Endocrine Division, Hospital de Clínicas de Porto Alegre, Porto Alegre, Rio Grande do Sul, Brazil; Postgraduation Program in Medical Sciences: Endocrinology, Faculdade de Medicina, Universidade Federal do Rio Grande do Sul, Porto Alegre, Rio Grande do Sul, Brazil.
Endocrine Division, Hospital de Clínicas de Porto Alegre, Porto Alegre, Rio Grande do Sul, Brazil; Postgraduation Program in Medical Sciences: Endocrinology, Faculdade de Medicina, Universidade Federal do Rio Grande do Sul, Porto Alegre, Rio Grande do Sul, Brazil.
Gene. 2022 Jul 1;830:146512. doi: 10.1016/j.gene.2022.146512. Epub 2022 Apr 18.
Childhood obesity is triggered by a complex interplay of environmental, genetic, and epigenetic factors; however, the molecular mechanisms behind this disease are not completely elucidated.

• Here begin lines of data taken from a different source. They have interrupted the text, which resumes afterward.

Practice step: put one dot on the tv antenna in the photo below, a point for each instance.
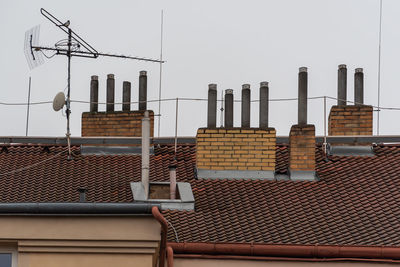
(73, 46)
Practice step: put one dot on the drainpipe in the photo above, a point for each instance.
(172, 181)
(146, 152)
(301, 251)
(164, 229)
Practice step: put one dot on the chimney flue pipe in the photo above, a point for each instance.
(302, 105)
(145, 153)
(94, 93)
(228, 108)
(172, 181)
(246, 105)
(110, 92)
(342, 85)
(359, 87)
(264, 91)
(126, 96)
(143, 90)
(212, 106)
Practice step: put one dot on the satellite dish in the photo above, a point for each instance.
(59, 101)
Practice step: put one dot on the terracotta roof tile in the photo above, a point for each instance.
(355, 202)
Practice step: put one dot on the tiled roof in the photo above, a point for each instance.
(355, 202)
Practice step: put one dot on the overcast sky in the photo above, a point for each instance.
(224, 42)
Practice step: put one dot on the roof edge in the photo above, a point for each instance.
(290, 251)
(43, 208)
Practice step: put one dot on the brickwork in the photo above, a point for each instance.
(236, 149)
(117, 123)
(350, 120)
(302, 148)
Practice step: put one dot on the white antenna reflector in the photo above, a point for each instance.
(33, 56)
(59, 101)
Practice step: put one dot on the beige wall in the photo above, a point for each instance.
(180, 262)
(78, 241)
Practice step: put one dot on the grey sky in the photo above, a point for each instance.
(224, 42)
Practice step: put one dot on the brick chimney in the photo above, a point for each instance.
(351, 120)
(302, 138)
(236, 152)
(126, 123)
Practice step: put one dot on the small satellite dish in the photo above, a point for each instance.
(59, 101)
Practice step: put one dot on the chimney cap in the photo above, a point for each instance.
(212, 86)
(246, 86)
(303, 69)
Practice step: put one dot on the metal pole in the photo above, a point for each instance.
(324, 125)
(212, 106)
(68, 111)
(246, 105)
(229, 108)
(176, 125)
(342, 85)
(379, 66)
(159, 86)
(27, 111)
(263, 123)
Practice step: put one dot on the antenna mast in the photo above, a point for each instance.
(75, 46)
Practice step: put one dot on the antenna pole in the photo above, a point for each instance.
(27, 111)
(68, 111)
(159, 88)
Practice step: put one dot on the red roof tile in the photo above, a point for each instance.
(355, 202)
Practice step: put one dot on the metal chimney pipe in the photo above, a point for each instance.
(359, 87)
(246, 105)
(302, 105)
(212, 106)
(342, 85)
(82, 194)
(94, 93)
(110, 92)
(264, 92)
(146, 153)
(143, 90)
(228, 108)
(172, 181)
(126, 96)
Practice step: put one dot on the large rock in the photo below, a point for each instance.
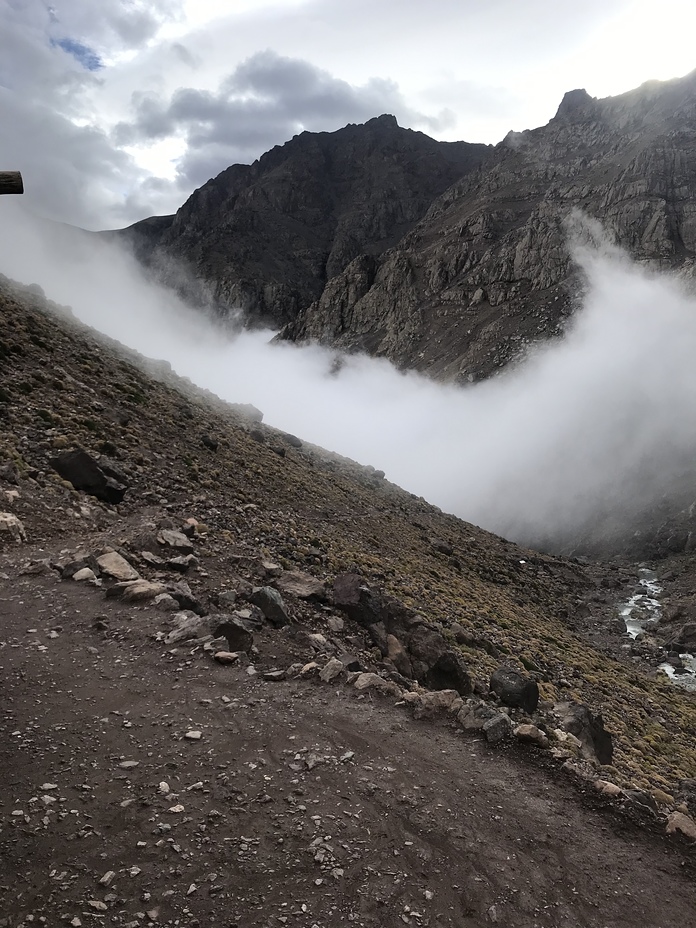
(515, 689)
(416, 647)
(303, 211)
(588, 727)
(113, 565)
(84, 473)
(270, 602)
(235, 630)
(354, 596)
(302, 585)
(12, 526)
(135, 591)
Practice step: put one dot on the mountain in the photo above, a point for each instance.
(487, 270)
(247, 681)
(447, 258)
(267, 237)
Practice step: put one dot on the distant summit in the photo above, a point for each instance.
(447, 257)
(268, 237)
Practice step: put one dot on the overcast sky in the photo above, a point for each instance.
(117, 109)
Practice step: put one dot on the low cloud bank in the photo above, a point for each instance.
(576, 442)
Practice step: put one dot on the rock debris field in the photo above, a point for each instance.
(247, 683)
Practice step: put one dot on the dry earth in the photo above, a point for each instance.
(302, 802)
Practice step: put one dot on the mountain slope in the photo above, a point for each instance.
(487, 270)
(266, 237)
(264, 496)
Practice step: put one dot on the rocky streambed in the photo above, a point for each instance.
(642, 614)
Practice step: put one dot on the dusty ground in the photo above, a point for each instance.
(301, 804)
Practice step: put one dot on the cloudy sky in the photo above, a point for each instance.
(117, 109)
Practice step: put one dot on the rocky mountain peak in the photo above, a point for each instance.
(575, 104)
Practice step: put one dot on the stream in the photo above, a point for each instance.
(642, 612)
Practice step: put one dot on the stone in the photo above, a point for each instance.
(171, 538)
(530, 734)
(226, 657)
(85, 574)
(588, 727)
(371, 681)
(472, 717)
(182, 563)
(398, 655)
(81, 470)
(270, 602)
(354, 597)
(12, 526)
(515, 689)
(332, 669)
(166, 603)
(135, 591)
(449, 672)
(235, 630)
(187, 625)
(113, 565)
(302, 585)
(608, 789)
(427, 704)
(498, 728)
(182, 593)
(681, 823)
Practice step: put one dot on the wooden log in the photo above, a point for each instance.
(11, 182)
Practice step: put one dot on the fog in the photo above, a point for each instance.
(576, 439)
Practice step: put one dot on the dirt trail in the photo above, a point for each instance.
(300, 805)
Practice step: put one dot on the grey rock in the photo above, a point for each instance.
(84, 473)
(270, 602)
(515, 689)
(498, 728)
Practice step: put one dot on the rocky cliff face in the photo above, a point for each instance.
(268, 237)
(446, 258)
(487, 269)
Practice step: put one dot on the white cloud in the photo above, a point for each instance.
(580, 438)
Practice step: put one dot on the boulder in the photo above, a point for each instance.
(397, 654)
(84, 574)
(684, 824)
(238, 636)
(270, 602)
(371, 681)
(302, 585)
(113, 565)
(135, 591)
(530, 734)
(449, 672)
(427, 704)
(332, 669)
(354, 597)
(588, 727)
(188, 625)
(12, 526)
(170, 538)
(84, 473)
(515, 689)
(498, 728)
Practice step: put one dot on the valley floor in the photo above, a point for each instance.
(301, 804)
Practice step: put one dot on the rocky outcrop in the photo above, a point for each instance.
(487, 271)
(266, 238)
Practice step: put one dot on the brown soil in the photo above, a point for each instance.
(280, 823)
(316, 806)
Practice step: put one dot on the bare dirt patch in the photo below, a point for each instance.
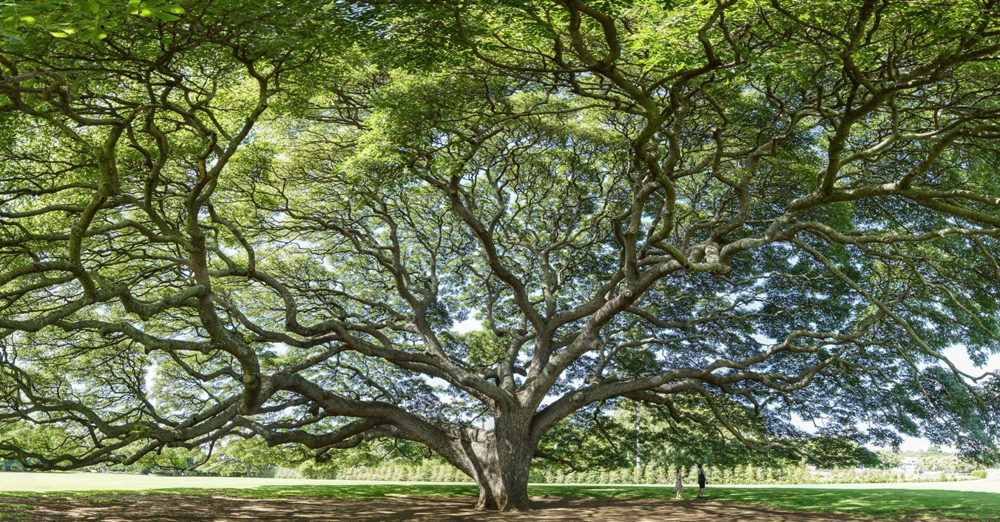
(178, 508)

Thus, the aim of this study was to investigate molecular mechanisms involved in childhood obesity by implementing a systems biology approach.
Experimentally validated and computationally predicted genes related to childhood obesity were downloaded from DisGeNET database. A protein-protein interaction (PPI) network was constructed using the STRING database and analyzed at Cytoscape web-tool. Hub-bottleneck genes and functional clusters were identified through CytoHubba and MCODE plugins, respectively. Functional enrichment analyses were performed based on Gene Ontology terms and KEGG Pathways.

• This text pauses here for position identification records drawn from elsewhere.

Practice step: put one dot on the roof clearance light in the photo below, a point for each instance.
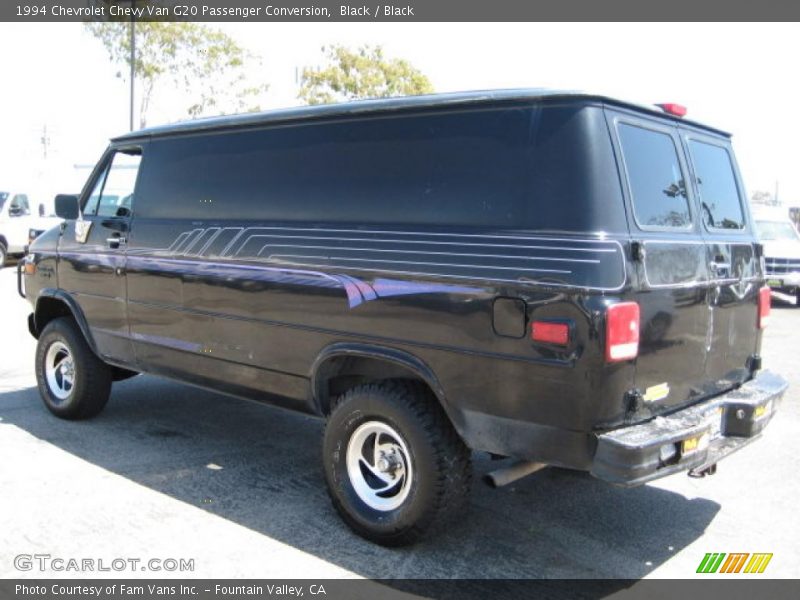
(622, 331)
(676, 110)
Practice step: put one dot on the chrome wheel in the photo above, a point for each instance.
(59, 370)
(379, 466)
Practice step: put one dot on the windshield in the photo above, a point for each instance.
(776, 230)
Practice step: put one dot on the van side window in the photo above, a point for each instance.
(656, 180)
(112, 195)
(19, 205)
(716, 183)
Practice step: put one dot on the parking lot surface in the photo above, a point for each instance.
(171, 471)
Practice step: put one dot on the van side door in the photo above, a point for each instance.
(92, 252)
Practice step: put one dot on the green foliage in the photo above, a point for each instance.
(205, 65)
(364, 73)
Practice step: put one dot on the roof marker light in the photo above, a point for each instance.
(676, 110)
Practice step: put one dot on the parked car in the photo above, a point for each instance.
(432, 275)
(781, 250)
(16, 223)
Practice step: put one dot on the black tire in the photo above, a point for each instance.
(439, 468)
(62, 343)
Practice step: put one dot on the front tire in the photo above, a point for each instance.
(73, 382)
(394, 465)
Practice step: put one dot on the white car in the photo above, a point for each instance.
(781, 251)
(17, 223)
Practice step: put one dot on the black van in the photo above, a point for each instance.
(561, 278)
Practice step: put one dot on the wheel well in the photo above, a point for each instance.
(48, 309)
(340, 373)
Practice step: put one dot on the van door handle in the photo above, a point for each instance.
(114, 241)
(719, 266)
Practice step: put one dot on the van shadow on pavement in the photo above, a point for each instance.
(554, 524)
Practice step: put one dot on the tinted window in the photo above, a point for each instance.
(719, 194)
(521, 168)
(112, 195)
(655, 177)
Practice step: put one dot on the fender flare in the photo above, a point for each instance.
(74, 308)
(362, 350)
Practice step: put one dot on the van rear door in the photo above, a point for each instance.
(734, 269)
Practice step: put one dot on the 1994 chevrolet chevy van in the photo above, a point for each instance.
(561, 278)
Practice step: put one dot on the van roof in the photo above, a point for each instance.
(388, 105)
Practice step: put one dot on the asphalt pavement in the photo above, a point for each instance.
(169, 471)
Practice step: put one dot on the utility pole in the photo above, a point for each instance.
(45, 140)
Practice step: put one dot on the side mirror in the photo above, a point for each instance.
(67, 206)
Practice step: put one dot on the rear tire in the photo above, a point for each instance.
(73, 382)
(394, 465)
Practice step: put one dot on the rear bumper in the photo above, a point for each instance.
(714, 429)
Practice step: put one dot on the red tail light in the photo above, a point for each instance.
(550, 333)
(622, 331)
(764, 307)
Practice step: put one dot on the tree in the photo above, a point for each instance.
(364, 73)
(207, 65)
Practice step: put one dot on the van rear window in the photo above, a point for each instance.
(655, 177)
(719, 194)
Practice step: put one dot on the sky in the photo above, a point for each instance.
(738, 77)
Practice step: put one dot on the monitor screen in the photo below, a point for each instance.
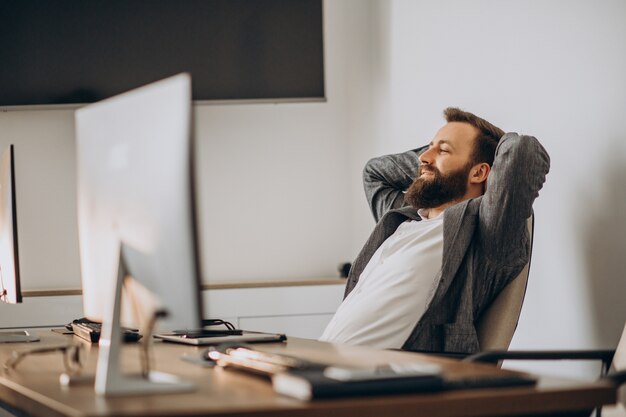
(135, 199)
(9, 259)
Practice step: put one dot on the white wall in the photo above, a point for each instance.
(554, 69)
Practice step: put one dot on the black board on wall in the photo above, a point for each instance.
(81, 51)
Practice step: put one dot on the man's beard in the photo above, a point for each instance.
(431, 192)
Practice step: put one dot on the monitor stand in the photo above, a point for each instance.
(17, 336)
(110, 381)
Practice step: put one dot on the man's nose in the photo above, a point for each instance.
(426, 157)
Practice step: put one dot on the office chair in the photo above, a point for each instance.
(613, 366)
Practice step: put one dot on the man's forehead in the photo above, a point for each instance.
(456, 134)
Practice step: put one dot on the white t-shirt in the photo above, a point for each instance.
(394, 289)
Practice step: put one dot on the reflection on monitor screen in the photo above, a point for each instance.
(10, 291)
(136, 216)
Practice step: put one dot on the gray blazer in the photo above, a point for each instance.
(485, 239)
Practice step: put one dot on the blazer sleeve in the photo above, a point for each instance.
(518, 173)
(386, 178)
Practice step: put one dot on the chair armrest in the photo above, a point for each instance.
(617, 378)
(606, 356)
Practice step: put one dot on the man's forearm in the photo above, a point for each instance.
(386, 178)
(518, 173)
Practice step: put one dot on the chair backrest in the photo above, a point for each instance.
(498, 322)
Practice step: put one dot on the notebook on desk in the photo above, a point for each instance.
(196, 339)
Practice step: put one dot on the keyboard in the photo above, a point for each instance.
(90, 331)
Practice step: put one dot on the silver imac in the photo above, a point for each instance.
(136, 219)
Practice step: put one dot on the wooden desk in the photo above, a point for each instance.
(34, 388)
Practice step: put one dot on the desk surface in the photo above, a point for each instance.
(33, 387)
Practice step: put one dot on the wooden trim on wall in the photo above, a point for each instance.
(210, 286)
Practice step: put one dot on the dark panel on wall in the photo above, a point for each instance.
(80, 51)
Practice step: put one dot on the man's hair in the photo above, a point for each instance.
(488, 134)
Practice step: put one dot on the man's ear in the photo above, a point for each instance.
(479, 173)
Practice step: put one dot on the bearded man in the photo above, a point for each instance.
(450, 235)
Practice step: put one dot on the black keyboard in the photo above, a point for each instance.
(90, 331)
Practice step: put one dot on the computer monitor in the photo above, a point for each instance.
(10, 291)
(136, 217)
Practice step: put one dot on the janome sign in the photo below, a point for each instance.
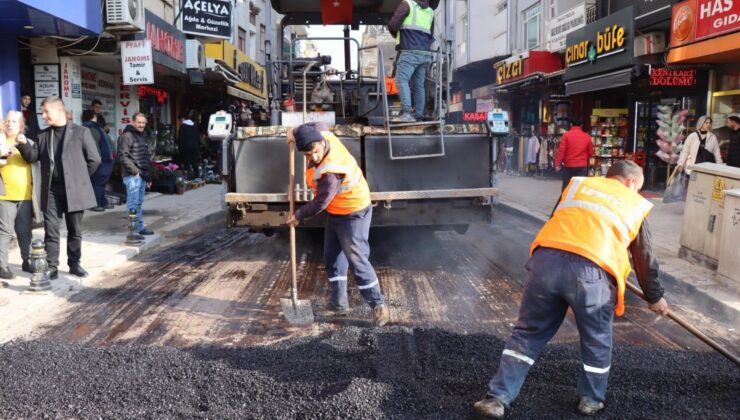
(694, 20)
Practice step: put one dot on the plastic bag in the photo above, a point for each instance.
(676, 189)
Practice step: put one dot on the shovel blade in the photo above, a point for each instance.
(299, 314)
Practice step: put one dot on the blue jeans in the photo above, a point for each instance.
(558, 280)
(345, 243)
(135, 189)
(411, 69)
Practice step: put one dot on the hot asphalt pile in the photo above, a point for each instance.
(350, 373)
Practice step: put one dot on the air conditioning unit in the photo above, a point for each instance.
(124, 16)
(195, 54)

The DisGeNET search retrieved 191 childhood obesity-related genes. The resulting PPI network contained 12 hub-bottleneck genes (INS, LEP, STAT3, POMC, ALB, TNF, BDNF, CAT, GCG, PPARG, VEGFA, and ADIPOQ) and 4 functional clusters, with cluster 1 showing the highest interaction score. Genes at this cluster were enriched at inflammation, carbohydrate, and lipid metabolism pathways. With exception of POMC, all hub-bottleneck genes were found in cluster 1, which contains highly connected genes that possibly play key roles in obesity-related pathways.
Our systems biology approach revealed a set of highly interconnected genes associated with childhood obesity, providing comprehensive information regarding genetic and molecular factors involved in the pathogenesis of this disease.
儿童肥胖是由环境、遗传和表观遗传因素复杂相互作用引发的;然而,这种疾病的分子机制尚未完全阐明。因此,本研究旨在通过实施系统生物学方法来研究儿童肥胖相关的分子机制。
从 DisGeNET 数据库中下载了与儿童肥胖相关的经过实验验证和计算预测的基因。使用 STRING 数据库构建蛋白质-蛋白质相互作用(PPI)网络,并在 Cytoscape 网络工具中进行分析。使用 CytoHubba 和 MCODE 插件分别识别枢纽-瓶颈基因和功能簇。基于基因本体论术语和 KEGG 通路进行功能富集分析。
DisGeNET 搜索检索到 191 个与儿童肥胖相关的基因。生成的 PPI 网络包含 12 个枢纽-瓶颈基因(INS、LEP、STAT3、POMC、ALB、TNF、BDNF、CAT、GCG、PPARG、VEGFA 和 ADIPOQ)和 4 个功能簇,其中簇 1 的相互作用得分最高。该簇中的基因富集在炎症、碳水化合物和脂质代谢途径中。除了 POMC 之外,所有的枢纽-瓶颈基因都存在于簇 1 中,簇 1 包含高度连接的基因,这些基因可能在肥胖相关途径中发挥关键作用。
我们的系统生物学方法揭示了一组与儿童肥胖相关的高度相互关联的基因,为该疾病发病机制中涉及的遗传和分子因素提供了全面的信息。